The Basque Government's Minister for Health and Consumers called on the Provincial Councils to conduct a "serious" analysis of implementing the so-called "health cent" (centimo sanitario - a tax on fuel to fund health care)
Given the demographic changes and the "epidemic" caused by the rise in chronic diseases, the current health care model in developed countries is unsustainable, pointed out the Basque Government Minister for Health and Consumers, Rafael Bengoa, during the Basque Tribune of the European Forum. "One can react to this challenge in different ways". In Spain, some have opted for cuts and we have decided to transform," he stressed referring to the far-reaching reorganisation of the system undertaken throughout this term in office, and he then went on to recall some of its main pillars. Taking into account that demand is expected to increase by 100% while funding will only barely rise by 10% in developed countries over the coming decade, the solution, explained the Minister, involves "changing the care model and improving productivity" and finding solutions for the "huge shortfalls" of the current structures.
The entry into the system of a further 8,500 chronic patients per year, added Bengoa, has been "the greatest stress test of health care and the system in the history of the Osakidetza (Basque Health Care System). "The system has not only had to remain afloat, but we have had to go even further. When the Basque Premier says that we have done more with less, we are the living proof. Despite that demand, we have more breast cancer and colon cancer programmes, the best waiting list times in the country, more prevention, an ambitious public sector recruitment programme and the consumer division has been restructured," stressed the Minister.
With respect to the current debate regarding the introduction of the so-called "health cent", Bengoa called on the Provincial Councils to conduct a "series" analysis of the tax to improve the situation of the public coffers given the increased health spending, which accounts for a third of the Basque Government's resources.
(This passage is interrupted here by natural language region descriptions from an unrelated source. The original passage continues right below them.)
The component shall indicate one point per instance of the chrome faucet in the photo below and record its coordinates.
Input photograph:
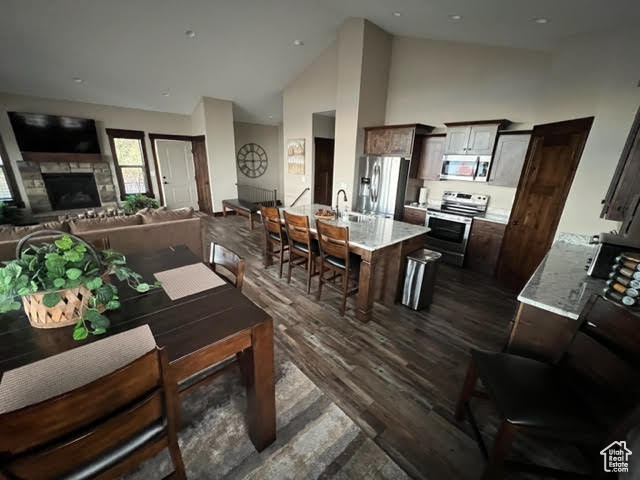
(344, 197)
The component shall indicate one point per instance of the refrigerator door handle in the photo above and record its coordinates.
(375, 182)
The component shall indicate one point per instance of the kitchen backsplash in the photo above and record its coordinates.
(500, 198)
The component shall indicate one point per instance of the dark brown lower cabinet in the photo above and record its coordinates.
(414, 215)
(484, 246)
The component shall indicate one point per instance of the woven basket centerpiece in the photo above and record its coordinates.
(73, 305)
(74, 302)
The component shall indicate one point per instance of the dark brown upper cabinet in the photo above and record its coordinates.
(485, 243)
(624, 185)
(508, 159)
(397, 140)
(430, 162)
(472, 138)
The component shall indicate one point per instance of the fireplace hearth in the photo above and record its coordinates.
(71, 190)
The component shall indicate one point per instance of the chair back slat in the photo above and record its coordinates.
(333, 240)
(271, 220)
(53, 461)
(297, 228)
(602, 360)
(231, 262)
(70, 412)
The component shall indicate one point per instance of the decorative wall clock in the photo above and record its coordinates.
(252, 160)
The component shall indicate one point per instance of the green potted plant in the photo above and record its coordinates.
(137, 202)
(9, 214)
(66, 282)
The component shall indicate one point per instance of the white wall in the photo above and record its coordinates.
(221, 150)
(268, 137)
(314, 90)
(105, 117)
(434, 82)
(594, 75)
(324, 126)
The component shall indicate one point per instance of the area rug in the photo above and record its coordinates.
(315, 439)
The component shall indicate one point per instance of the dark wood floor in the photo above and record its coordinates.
(399, 375)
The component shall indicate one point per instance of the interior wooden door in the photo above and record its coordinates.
(323, 170)
(201, 165)
(552, 159)
(177, 170)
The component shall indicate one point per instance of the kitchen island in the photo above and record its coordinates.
(553, 298)
(381, 243)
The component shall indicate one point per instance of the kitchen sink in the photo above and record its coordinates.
(354, 217)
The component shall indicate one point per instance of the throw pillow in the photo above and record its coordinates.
(167, 215)
(16, 233)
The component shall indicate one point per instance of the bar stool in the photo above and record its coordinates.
(336, 257)
(273, 234)
(301, 245)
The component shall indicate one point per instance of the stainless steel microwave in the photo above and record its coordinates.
(472, 168)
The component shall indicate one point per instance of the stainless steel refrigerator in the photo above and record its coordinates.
(381, 183)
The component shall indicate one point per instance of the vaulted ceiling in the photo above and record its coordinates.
(134, 52)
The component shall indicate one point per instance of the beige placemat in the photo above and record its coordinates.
(66, 371)
(188, 280)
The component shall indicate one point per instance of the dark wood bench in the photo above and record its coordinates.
(249, 200)
(241, 207)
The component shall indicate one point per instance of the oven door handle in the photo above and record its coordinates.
(475, 170)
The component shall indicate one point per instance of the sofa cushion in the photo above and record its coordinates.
(90, 224)
(11, 232)
(167, 215)
(147, 209)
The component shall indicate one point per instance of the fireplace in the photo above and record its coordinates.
(67, 191)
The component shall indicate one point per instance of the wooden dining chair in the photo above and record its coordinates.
(336, 257)
(224, 261)
(590, 398)
(101, 429)
(303, 250)
(274, 235)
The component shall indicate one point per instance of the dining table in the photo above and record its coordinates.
(382, 245)
(198, 332)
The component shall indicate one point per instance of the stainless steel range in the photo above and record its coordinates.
(451, 223)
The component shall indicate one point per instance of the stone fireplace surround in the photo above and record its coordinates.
(31, 173)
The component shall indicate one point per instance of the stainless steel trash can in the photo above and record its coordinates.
(422, 267)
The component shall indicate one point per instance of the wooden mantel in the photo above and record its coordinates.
(63, 157)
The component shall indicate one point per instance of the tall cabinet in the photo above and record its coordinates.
(508, 159)
(401, 140)
(624, 185)
(472, 138)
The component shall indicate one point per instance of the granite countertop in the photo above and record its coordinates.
(371, 233)
(560, 284)
(493, 217)
(496, 216)
(417, 206)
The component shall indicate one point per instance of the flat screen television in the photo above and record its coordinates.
(36, 132)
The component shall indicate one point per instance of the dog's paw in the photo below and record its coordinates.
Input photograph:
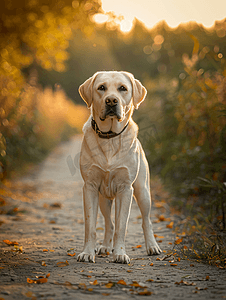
(82, 257)
(153, 249)
(121, 257)
(104, 250)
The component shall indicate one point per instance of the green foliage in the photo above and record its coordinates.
(34, 33)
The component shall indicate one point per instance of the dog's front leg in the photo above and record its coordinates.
(123, 202)
(90, 200)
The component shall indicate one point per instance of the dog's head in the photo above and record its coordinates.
(112, 94)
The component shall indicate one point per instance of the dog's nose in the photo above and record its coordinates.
(111, 101)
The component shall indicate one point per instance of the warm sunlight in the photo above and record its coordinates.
(173, 12)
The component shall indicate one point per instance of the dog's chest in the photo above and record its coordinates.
(111, 149)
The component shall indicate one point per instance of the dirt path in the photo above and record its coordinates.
(45, 218)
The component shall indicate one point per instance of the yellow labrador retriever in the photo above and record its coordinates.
(113, 164)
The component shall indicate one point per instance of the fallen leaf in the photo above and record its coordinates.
(8, 242)
(161, 218)
(178, 241)
(28, 294)
(71, 254)
(82, 286)
(30, 280)
(17, 248)
(100, 228)
(109, 285)
(121, 282)
(80, 221)
(145, 292)
(170, 225)
(62, 264)
(41, 280)
(56, 205)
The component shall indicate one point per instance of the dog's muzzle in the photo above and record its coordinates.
(111, 108)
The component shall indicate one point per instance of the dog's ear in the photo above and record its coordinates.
(139, 91)
(86, 90)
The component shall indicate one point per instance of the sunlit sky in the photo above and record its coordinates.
(174, 12)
The human body may fail in 13,500 different way and there is a type of treatment for all of them, added Bengoa to remind his audience of the degree of complexity involved in providing health care for the whole Basque Autonomous Community. "There is not industry that has to provide 13,500 service lines 24 hours a day. Which explains why we have to discuss its complexity when speaking about the health care sector," he stressed.
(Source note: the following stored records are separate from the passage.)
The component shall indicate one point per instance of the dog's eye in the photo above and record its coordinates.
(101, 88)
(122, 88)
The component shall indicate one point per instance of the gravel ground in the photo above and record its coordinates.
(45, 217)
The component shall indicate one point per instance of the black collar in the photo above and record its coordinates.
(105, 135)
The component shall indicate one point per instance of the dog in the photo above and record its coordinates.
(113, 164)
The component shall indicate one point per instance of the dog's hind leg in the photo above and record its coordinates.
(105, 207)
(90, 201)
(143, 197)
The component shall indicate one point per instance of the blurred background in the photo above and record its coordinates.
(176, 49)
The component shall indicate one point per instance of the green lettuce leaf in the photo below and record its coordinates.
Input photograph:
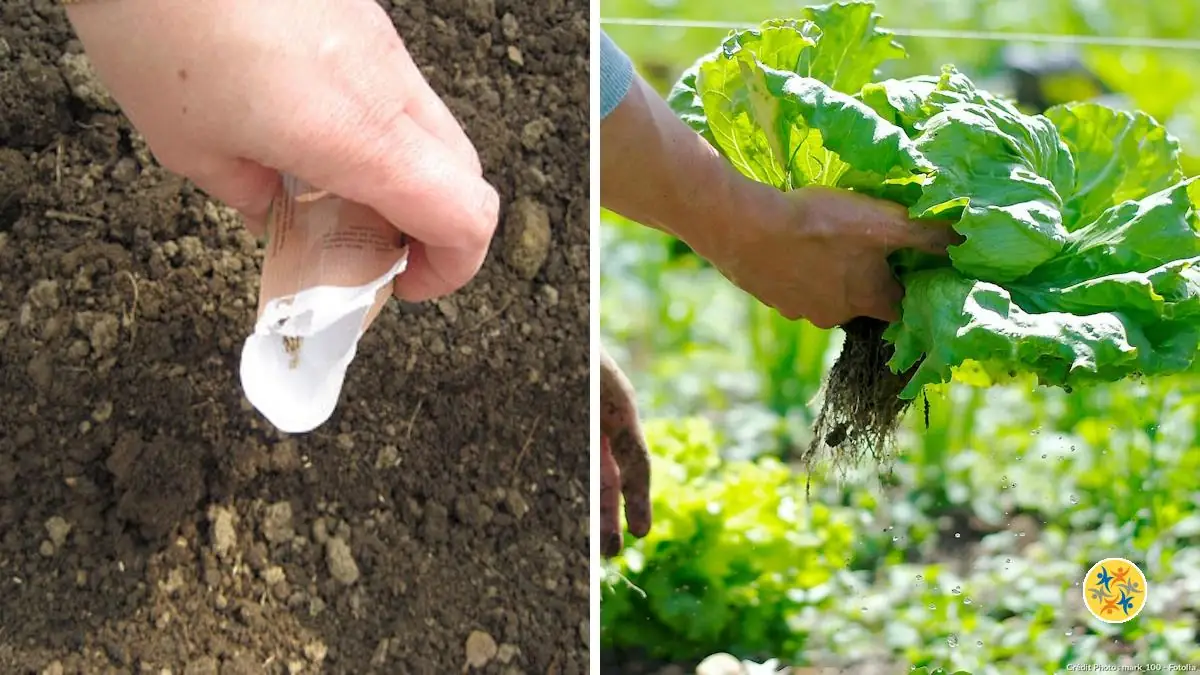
(1080, 258)
(1119, 156)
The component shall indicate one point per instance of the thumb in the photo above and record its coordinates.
(931, 237)
(243, 185)
(418, 184)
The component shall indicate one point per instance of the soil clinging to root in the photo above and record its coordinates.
(861, 404)
(150, 521)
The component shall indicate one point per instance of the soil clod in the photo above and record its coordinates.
(861, 404)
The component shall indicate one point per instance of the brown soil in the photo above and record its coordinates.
(151, 523)
(861, 404)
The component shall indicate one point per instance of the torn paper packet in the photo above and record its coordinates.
(328, 272)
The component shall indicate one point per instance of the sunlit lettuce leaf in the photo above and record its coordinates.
(1081, 252)
(815, 135)
(849, 49)
(1119, 156)
(1006, 171)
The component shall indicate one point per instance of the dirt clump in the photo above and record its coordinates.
(151, 521)
(861, 404)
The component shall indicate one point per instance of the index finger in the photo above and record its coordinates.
(418, 184)
(931, 237)
(619, 423)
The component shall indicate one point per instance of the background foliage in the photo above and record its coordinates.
(970, 555)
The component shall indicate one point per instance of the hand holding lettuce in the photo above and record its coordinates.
(1080, 260)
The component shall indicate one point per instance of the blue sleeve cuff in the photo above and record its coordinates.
(616, 75)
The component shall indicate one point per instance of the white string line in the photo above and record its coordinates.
(995, 36)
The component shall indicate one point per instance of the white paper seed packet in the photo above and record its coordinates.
(328, 272)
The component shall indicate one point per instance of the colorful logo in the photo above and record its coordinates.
(1115, 590)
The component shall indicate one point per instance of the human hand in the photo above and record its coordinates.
(229, 94)
(822, 254)
(624, 459)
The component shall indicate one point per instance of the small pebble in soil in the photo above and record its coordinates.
(277, 523)
(341, 561)
(527, 237)
(225, 537)
(480, 649)
(58, 529)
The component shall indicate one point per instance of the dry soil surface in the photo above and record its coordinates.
(151, 523)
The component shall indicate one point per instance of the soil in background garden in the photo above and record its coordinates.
(150, 521)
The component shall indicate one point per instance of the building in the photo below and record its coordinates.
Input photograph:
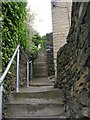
(61, 19)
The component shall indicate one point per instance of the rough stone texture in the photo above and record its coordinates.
(49, 52)
(61, 14)
(73, 63)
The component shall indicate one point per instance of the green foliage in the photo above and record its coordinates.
(37, 39)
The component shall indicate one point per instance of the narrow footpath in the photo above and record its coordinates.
(40, 100)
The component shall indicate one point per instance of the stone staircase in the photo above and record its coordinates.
(40, 100)
(40, 65)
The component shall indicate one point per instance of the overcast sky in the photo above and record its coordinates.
(42, 11)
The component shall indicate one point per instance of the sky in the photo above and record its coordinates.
(43, 20)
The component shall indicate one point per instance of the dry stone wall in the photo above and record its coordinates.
(73, 63)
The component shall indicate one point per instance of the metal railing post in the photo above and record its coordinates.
(27, 74)
(31, 72)
(1, 89)
(17, 81)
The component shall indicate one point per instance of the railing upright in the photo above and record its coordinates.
(27, 74)
(17, 52)
(17, 80)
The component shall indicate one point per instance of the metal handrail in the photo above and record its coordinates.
(17, 52)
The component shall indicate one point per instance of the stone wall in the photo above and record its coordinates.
(73, 63)
(49, 51)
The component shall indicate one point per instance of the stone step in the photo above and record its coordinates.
(34, 110)
(60, 117)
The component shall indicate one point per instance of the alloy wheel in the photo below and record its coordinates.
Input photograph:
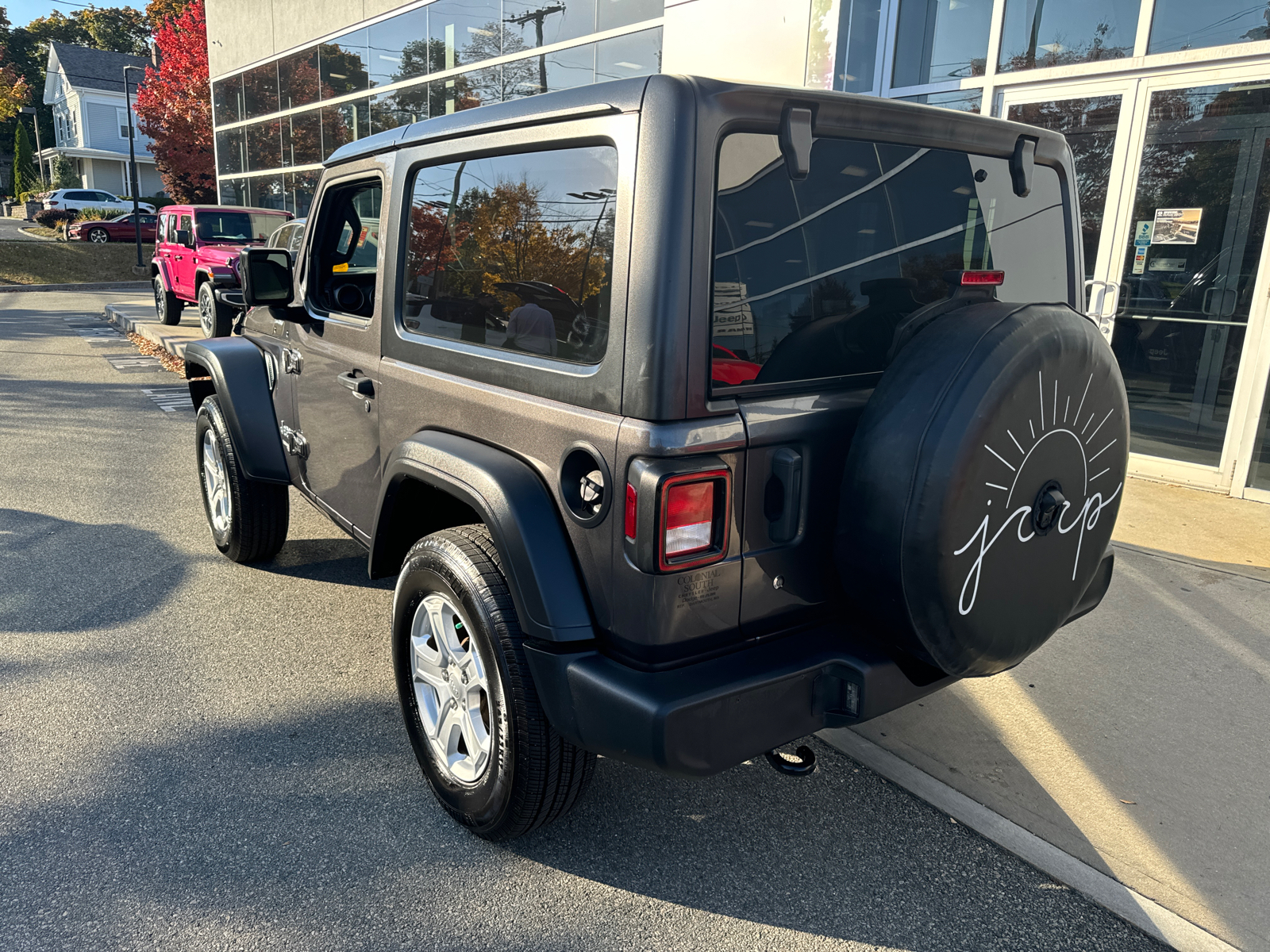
(216, 484)
(451, 689)
(206, 315)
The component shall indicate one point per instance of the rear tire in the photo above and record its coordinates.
(248, 518)
(214, 317)
(471, 711)
(168, 306)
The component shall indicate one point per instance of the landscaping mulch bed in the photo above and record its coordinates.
(149, 348)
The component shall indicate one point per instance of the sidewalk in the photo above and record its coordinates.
(139, 317)
(1136, 739)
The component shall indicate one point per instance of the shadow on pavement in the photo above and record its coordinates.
(321, 827)
(117, 573)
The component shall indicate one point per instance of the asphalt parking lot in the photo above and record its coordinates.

Bengoa also warned that an abrupt cutback on health spending may end up harming both the health of the patients and the economic structure of the sector. The Chair of the Corporación Mondragón General Board, José María Aldecoa, who introduced the Minister in the European Forum, stressed that 20% of spending is health related worldwide and that the sector is the most active, along with information technology, in terms of spending on research and development.